Infelizmente esse nosso querer sermos os melhores é coisa rara, sendo mais frequentes os espectáculos como aquele a que estamos a assistir do que os títulos de melhores em coisas boas, principalmente as convertíveis em bifes e outros bens de primeira necessidade. Basta olhar para o que vai saindo na comunicação social para assistirmos a um grande movimento migratório de ratazanas, as primeiras abandonar o navio; longe vão os tempos em que se acotovelavam para aparecer na lista de honra de Bruno de Carvalho.
Quando Bruno de Carvalho sugeriu que o presidente do FCP tinha 80 anos, e por isso estaria a perder capacidades intelectuais, ninguém se ofendeu; vimos muitos sorrisos. Quando estimulou o ódio a clubes rivais todos apoiaram, quando achincalhou sócios do seu próprio clube foi apoiado; foi preciso estar em risco de ficar em quarto lugar e de se ter metido com toda uma equipa que surge tanta gente com bons princípios. Onde estavam quando mandou à bardamerda todos os simpatizantes de um clube rival e muitas outras pessoas?

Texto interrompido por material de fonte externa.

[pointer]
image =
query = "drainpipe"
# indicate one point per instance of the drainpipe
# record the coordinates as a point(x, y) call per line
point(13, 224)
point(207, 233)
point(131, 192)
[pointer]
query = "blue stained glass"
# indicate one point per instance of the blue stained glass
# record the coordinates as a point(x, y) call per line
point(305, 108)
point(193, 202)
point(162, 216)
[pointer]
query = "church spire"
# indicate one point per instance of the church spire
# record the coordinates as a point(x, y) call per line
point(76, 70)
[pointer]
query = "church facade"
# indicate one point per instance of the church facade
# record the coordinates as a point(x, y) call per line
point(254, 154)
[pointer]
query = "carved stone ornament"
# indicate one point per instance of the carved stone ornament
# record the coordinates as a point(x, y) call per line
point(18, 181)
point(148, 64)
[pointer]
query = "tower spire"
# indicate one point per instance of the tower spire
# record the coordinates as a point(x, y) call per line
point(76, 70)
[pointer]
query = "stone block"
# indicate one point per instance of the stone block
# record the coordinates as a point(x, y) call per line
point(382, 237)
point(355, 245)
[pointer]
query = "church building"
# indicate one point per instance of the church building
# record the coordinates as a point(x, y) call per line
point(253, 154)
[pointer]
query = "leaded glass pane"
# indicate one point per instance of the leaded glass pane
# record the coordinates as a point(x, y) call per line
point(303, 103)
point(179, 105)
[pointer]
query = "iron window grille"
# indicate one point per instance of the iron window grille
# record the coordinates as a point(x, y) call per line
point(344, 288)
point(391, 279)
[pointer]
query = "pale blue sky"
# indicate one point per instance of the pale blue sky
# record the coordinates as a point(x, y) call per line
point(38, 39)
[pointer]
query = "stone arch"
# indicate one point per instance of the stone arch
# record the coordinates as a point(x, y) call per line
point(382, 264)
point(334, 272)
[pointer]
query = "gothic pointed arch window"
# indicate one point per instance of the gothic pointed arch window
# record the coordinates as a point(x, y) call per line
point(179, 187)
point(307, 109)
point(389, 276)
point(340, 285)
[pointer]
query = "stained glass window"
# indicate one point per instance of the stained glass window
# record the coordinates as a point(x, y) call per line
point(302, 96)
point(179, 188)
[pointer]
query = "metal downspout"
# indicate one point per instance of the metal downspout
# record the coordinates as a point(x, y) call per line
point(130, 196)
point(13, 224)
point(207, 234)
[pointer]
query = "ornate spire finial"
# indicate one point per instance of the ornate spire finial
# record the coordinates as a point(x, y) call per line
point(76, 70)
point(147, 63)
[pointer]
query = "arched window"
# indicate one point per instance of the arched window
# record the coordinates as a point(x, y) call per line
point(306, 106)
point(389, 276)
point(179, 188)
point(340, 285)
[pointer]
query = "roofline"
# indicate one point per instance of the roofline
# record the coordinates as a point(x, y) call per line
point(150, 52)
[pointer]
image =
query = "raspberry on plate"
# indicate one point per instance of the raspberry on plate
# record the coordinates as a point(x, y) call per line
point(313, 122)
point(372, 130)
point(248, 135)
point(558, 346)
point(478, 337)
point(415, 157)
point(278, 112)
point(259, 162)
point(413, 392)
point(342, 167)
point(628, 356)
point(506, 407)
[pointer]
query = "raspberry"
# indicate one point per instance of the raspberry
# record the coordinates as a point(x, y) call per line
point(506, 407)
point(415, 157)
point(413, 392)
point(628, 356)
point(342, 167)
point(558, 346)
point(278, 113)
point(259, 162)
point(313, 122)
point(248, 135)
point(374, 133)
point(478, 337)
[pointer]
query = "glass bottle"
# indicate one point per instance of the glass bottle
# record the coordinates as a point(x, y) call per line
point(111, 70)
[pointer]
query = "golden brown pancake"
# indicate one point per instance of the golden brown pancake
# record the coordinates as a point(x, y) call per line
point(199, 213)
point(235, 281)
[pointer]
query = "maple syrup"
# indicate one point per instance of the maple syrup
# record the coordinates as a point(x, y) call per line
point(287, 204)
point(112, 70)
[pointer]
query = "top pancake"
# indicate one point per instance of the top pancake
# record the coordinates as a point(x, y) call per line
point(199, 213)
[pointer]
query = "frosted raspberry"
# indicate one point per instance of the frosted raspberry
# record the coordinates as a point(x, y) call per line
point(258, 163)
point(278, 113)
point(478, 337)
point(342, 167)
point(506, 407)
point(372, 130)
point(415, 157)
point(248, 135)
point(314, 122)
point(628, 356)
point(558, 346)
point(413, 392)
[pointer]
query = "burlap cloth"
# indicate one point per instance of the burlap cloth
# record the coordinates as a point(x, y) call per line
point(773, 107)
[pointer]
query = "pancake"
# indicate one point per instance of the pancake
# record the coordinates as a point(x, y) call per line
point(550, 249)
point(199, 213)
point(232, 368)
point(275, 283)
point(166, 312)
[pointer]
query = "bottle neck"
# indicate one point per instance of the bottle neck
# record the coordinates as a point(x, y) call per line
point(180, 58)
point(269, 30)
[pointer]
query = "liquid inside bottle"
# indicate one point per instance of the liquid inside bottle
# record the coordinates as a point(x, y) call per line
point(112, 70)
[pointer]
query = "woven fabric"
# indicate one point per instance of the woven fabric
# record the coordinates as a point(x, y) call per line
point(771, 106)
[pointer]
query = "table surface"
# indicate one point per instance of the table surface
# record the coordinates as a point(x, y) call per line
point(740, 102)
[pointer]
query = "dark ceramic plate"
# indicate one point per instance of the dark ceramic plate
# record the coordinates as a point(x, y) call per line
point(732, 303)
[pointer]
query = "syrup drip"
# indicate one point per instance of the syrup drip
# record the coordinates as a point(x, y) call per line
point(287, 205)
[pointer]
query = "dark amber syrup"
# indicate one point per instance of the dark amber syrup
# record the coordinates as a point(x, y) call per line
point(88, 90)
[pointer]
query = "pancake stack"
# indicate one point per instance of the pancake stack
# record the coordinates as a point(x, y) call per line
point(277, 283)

Não está em causa este ou aquele clube, esta ou aquela ofensa, a verdade é que muita gente “fina” deste país tem apoiado todos os excessos de Bruno de Carvalho, da mesma forma que outros aprovam e elogiam os excessos verbais de outras personagens. A verdade é que na hora em que as coisas correm mal assistimos sempre a esse vergonhoso corrupio de ratazanas.
Devemo-nos abstrair do clube a que muitas personagens pertencem porque aquilo a que estamos a assistir é a um espectáculo humano degradante; nem a Procuradoria-Geral da República escapou à tentação de participar, recebendo e dando antena a Bruno de Carvalho no pior dia da sua vida. Vale a pensa sermos sociólogos, politólogos, antropólogos, psicólogos ou psiquiatras para conseguirmos analisar e entender a muito do que vamos assistir.
Desde os tempos do PREC, ou dos dias que antecederam a decisão de Cavaco de a contragosto empossar António Costa, que não tínhamos a oportunidade de assistir a um espectáculo tão rico como o é para os astrónomos a passagem do Cometa Halley

CRISTAS E A AUSTERIDADE

(In Blog O Jumento, 06/04/2018)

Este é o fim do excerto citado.